Rule fwd.hh: forward declarations

Dependencies can be a major problem during big project developments. It is not acceptable to “recompile the world” when a single file changes. To fight this problem, you are encouraged to use fwd.hh files that contain simple forward declarations. Everything that defeat the interest of fwd.hh file must be avoided, e.g., including actual header files. These forward files should be included by the *.hh instead of more complete headers.

The expected benefit is manifold:

  • A forward declaration is much shorter.

  • Usually actual definitions rely on other classes, so other #include s etc. Forward declarations need nothing.

  • While it is not uncommon to change the interface of a class, changing its name is infrequent.

Consider for example ast/visitor.hh, which is included directly or indirectly by many other files. Since it needs a declaration of each AST node one could be tempted to use ast/all.hh which includes virtually all the headers of the ast module. Hence all the files including ast/visitor.hh will bring in the whole ast module, where the much shorter and much simpler ast/fwd.hh would suffice.

Of course, usually the *.cc files need actual definitions.

Rule: Module, namespace, and directory likethis

The compiler is composed of several modules that are dedicated to a set of coherent specific tasks (e.g., parsing, AST handling, register allocation etc.).
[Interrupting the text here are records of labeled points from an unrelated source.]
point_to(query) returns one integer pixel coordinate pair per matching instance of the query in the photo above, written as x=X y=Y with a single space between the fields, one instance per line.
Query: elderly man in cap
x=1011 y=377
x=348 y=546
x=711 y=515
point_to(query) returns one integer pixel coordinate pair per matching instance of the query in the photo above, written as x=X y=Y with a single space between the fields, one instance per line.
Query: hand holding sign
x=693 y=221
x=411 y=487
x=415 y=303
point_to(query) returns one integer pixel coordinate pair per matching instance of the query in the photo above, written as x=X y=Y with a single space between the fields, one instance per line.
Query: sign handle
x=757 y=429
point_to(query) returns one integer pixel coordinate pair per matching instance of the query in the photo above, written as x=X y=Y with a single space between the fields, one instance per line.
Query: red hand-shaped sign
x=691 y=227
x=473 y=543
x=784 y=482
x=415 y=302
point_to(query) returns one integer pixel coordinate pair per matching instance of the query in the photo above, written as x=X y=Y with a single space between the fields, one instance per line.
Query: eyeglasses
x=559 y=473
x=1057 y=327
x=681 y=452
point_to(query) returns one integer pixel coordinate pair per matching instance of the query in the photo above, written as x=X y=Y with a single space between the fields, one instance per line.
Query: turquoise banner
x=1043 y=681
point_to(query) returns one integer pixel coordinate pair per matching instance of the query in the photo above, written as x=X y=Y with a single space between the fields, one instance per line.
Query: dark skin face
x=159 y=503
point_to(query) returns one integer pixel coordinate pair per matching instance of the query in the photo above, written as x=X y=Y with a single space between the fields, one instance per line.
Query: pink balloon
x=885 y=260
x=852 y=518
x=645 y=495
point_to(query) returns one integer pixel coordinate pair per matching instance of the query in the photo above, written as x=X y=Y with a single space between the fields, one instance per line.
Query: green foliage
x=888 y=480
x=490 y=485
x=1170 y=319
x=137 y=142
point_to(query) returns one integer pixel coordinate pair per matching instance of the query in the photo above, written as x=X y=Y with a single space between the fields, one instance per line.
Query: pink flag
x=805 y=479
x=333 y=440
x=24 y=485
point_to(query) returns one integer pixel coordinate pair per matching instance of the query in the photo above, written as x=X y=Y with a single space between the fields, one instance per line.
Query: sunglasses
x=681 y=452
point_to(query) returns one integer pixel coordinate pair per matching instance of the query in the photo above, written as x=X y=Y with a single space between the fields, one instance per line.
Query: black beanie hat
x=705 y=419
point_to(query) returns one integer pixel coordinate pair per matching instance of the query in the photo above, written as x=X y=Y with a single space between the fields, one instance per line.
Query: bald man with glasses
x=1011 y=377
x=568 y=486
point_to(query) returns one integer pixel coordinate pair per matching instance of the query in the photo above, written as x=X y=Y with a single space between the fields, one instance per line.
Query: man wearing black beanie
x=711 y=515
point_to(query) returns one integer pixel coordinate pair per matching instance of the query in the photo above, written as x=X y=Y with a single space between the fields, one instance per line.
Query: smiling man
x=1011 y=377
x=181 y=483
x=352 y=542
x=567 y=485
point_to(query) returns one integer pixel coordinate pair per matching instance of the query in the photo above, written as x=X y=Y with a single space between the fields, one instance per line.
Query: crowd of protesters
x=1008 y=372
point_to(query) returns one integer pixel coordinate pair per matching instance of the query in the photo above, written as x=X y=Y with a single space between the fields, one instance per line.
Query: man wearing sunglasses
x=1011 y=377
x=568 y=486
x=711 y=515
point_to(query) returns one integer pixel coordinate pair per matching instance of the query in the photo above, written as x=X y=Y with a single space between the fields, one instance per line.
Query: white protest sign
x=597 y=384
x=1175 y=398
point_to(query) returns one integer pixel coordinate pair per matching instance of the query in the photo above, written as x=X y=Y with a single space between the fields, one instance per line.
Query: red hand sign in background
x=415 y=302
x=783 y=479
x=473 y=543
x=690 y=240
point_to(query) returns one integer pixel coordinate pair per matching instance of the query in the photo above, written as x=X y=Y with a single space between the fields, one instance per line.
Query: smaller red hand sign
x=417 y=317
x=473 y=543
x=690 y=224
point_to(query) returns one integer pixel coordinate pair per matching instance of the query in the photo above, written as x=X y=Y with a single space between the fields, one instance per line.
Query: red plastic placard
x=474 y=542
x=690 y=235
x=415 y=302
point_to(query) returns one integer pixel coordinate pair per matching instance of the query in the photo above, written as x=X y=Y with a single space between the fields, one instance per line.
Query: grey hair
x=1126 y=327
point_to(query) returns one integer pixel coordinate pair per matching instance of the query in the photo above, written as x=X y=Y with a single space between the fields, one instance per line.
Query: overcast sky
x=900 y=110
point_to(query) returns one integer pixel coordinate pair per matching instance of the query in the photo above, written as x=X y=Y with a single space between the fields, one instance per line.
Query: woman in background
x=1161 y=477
A module name is composed of lower case letters exclusively, likethis, not like_this nor like-this. This module’s files are stored in the directory with the same name, which is also that of the namespace in which all the symbols are defined.

Contrary to file names, we do not use dashes to avoid clashes with Swig and namespace.

Rule: libmodule.*: Pure interface

The interface of the module module contains only pure functions: these functions should not depend upon globals, nor have side effects of global objects. Global variables are forbidden here.

Rule: tasks.*: Impure interface

Tasks are the place for side effects. That’s where globals such as the current AST, the current assembly program, etc., are defined and modified.